第95話 ひよこクラブ

 その日、俺は国王肝いりで作った犯罪者収容施設・兼・軟弱男子矯正施設――通称「ひよこクラブ」を視察にやってきていた。

 100人ほどの軟弱男子ども(全て元ダーク・コンドルの構成員)が、鬼教官から軍隊式教育でビシバシしごかれている。


「こらそこ! 誰が休んでいいと言った! このバカ者めが!!」

「サー! 申し訳ありません、サー!」


「まったく貴様らは何かというとすぐに休もうとするな? そんな軟弱な考えをする男子は、我がセントフィリア王国には必要ないと何度言えば分かるのだ! 今すぐここで腹を切って死ぬか、それが嫌なら訓練場外回り10周、今すぐ走ってこい! 一番遅い無能にはさらに5周の罰走を与えるからな!」


「「「「サー! イエッサー!」」」」


「声が小さい! 貴様らは箱入りのお嬢さまにでもなりたいのか!」


「「「「サーッ!! イエッサーッ!!!」」」」」


 10名ほどの軟弱男子どもは必死に声を張り上げると、フラフラの足取りで訓練場の外周を走り出した。


「よっ、お疲れさん。調子はどう? チラッと見た感じだけど、あいつらも結構様になってきたじゃん」

 指示を出し終わったタイミングを見計らって、俺は鬼教官に声をかけた。


 ちなみにこの鬼教官は、俺が見習い騎士をしていた頃の隊舎のルームメイトだ。


 騎士養成校時代から仲が良く、騎士になってもルームメイトで。

 さらには勇者になってからもずっと交流があって、そして今回この特別な教官任務を快く引き受けてくれていた。

 名前をリューネと言う。


「これはこれは国王陛下、本日はこのような場所にわざわざご足労いただき誠にありがとうございました。
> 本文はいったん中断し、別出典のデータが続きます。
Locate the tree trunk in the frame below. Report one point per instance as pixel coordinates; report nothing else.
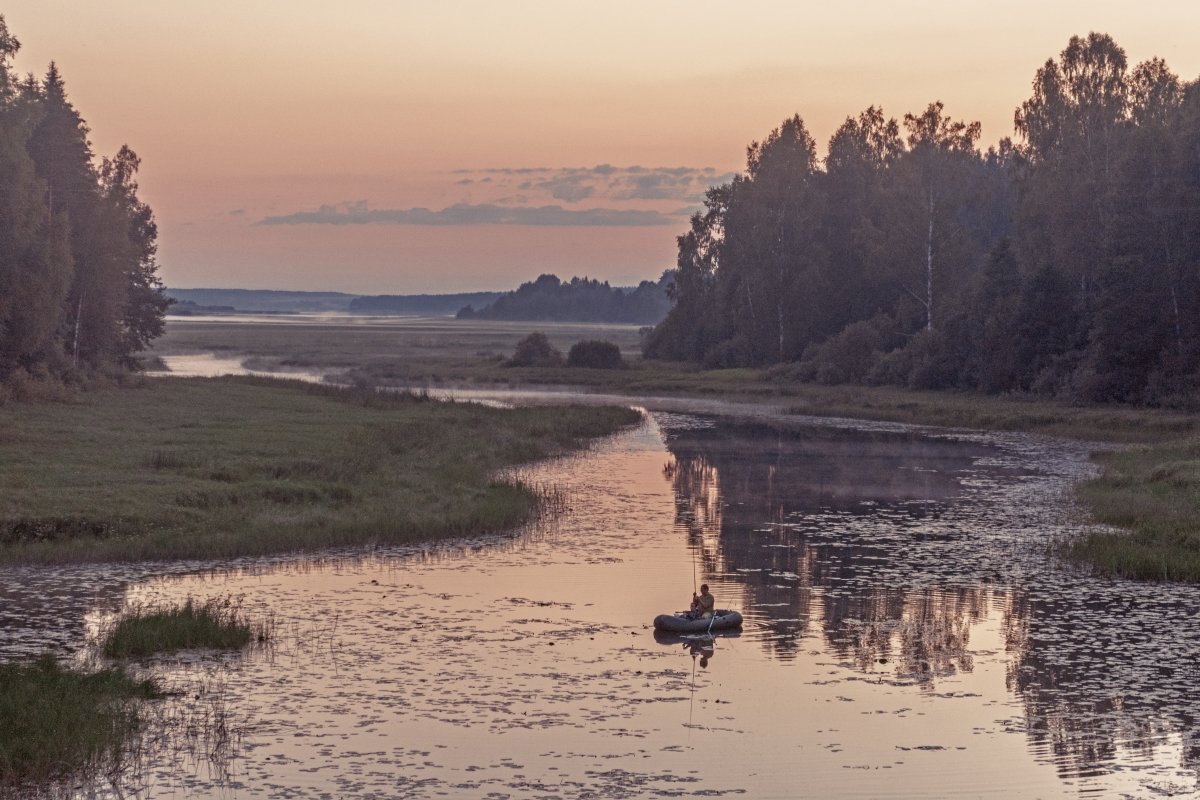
(929, 266)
あつく御礼申し上げます」


 リューネは出迎えの口上を述べると深々とお辞儀をした。


「いやいや、なに言ってんだよお前? 気でも触れたのか?」


「陛下こそ、たかだか一介の騎士に対してそのような態度では周りに示しがつきませんでしょうに」


「今は2人だけだから大丈夫だろ? っていうか俺もうさっきから笑いをこらえるの必死だから、頼むから普通にしゃべってくれよな?」


「ではお言葉に甘えて……クロウは王になっても相変わらずだな」

「人間そんなすぐに変わらないっての。リューネも元気そうで何よりだ」


 俺とリューネはがっちり握手を交わした。


「クロウは少し痩せたかい? 疲れているように見えるけど、国王の仕事は大変みたいだね」

「それがもうほんと大変でさぁ。聞くも涙、語るも涙なんだよ」


 毎日毎日ハンコとサインに明け暮れて、何かって言うと会議に呼ばれてずっと座ってて。
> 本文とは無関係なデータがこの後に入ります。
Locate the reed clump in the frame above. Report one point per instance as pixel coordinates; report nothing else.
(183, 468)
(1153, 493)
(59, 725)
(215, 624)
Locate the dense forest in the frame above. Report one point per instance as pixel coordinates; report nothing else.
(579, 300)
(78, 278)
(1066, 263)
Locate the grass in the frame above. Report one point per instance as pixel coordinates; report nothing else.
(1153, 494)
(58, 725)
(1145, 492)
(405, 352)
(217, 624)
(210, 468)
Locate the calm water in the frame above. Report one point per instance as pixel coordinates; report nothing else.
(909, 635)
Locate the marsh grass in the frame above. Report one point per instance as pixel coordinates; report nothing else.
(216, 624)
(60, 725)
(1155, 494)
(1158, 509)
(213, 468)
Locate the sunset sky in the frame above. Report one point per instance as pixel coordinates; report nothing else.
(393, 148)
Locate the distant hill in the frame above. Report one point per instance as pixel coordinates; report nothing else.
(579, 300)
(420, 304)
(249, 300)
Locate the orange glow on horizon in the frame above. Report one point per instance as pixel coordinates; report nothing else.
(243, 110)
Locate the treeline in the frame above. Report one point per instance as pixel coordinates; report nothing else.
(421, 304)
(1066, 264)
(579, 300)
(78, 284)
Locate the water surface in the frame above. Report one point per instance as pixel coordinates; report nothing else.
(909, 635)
 復興が一段落したら楽になるからそれまで頑張ってねって言われたけど、俺もう心がくじけそうなんだけど?


「そうか、まぁ頑張れよ」

「おいおいリューネ、なんだその羽毛のごとく軽い励ましは? ちっとも心がこもってないぞ? 実はお前、俺のことが嫌いだったのか?」


「一介の騎士に、国王の苦労なんざ分かんないっての。今もこうやって普通に話しているのが不思議なくらいだぜ?」

 リューネが苦笑する。


「そうか、オッケー分かった。俺の権限で明日にでもリューネを近衛騎士に取り立ててやろう」

「……は?」


「そうしたらリューネも一介の騎士じゃなくなるもんな。そして俺の苦労を一緒に分かち合ってくれ」


「ちょ、勘弁してくれよな!? 俺程度の剣の腕で超エリートぞろいの近衛騎士が務まるわけないだろ!? 訓練で恥をかくじゃないか! 俺は勇者になったクロウとは違うんだ、分相応ってもんを十二分に理解してるっての」


 リューネはそう謙遜しているが、リューネの剣の腕は別にそこまで酷いわけではない。

 ここの教官を任せたのも俺の親しい友人ってだからだけでなく、それなりの剣の腕を見込んでのことだったし。

 もちろん超エリートの近衛騎士と比べればやや見劣りはするが。